“Twist the other spool!” Janey told him. “I don’t like to be up so high. Everything seems so small.”
Johnny gave the other spool a twist and the Flying Machine swept ahead at twice its former speed.
“You’re twisting the wrong spool!” Janey screamed. “You must have been twisting the wrong one all the time, somehow. See, you’ve been twisting the one marked ‘Start.’”
“Sure enough! That’s just what I did,” Johnny admitted. “Well, I’ll twist the other now.”
The Flying Machine came to such a sudden halt that the children were almost thrown from the box, and the basket of lunch was whirled off its nail so suddenly that it flew straight ahead of the Flying Machine for nearly a hundred feet before it curved to the earth.
The children watched it curve and circle as it fell. Then the paper came off and there was a regular shower of sandwiches, doughnuts and small cakes.
“Now, Mister! You be careful or we’ll never get back!” Janey cried as she clutched her brother tightly by the collar. “Send the Flying Machine down to the ground again, Johnny. Please do!”
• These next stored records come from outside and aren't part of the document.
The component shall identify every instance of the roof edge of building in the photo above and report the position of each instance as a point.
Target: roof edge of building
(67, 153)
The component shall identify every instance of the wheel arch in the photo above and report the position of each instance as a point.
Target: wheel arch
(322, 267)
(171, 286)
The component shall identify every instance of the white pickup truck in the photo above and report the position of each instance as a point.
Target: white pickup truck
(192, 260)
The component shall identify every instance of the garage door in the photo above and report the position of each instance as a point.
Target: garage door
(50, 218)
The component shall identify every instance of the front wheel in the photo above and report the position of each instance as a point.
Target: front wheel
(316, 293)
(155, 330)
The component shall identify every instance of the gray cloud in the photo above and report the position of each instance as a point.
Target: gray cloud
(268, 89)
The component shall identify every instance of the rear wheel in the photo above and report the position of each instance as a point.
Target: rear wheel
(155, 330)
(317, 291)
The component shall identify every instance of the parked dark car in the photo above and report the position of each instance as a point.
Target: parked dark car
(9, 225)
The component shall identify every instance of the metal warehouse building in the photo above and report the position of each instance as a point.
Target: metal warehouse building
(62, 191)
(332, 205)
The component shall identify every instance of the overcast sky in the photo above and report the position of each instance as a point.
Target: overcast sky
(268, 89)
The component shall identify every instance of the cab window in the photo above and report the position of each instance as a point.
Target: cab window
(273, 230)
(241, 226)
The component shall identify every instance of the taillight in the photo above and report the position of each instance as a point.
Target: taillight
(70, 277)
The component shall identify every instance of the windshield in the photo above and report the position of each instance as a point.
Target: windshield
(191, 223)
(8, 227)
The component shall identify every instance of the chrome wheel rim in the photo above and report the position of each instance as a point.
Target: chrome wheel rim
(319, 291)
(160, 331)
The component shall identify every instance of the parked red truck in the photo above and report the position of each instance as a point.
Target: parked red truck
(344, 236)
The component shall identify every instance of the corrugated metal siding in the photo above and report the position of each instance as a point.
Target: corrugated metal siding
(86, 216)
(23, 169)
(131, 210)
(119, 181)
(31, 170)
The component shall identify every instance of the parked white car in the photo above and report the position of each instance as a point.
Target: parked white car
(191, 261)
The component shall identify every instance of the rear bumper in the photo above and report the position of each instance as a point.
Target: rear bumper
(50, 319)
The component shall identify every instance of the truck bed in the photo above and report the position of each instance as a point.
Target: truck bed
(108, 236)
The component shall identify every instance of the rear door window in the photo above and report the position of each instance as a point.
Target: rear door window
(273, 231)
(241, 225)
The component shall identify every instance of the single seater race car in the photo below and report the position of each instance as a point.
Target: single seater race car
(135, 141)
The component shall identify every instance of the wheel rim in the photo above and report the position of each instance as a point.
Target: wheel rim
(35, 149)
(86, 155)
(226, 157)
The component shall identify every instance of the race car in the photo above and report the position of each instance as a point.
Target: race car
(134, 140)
But the Flying Machine, when it stopped, hung suspended in the air although when Johnny gently twisted the “Start” spool and it started off again, it went in the opposite direction from the earth.
“It won’t go down,” cried Johnny, as he brought the Flying Machine to a stop again. “What shall we do?”
“Well, if it won’t go down, there’s nothing to do but go on!” Janey answered. “It’s all your fault for building the Flying Machine!”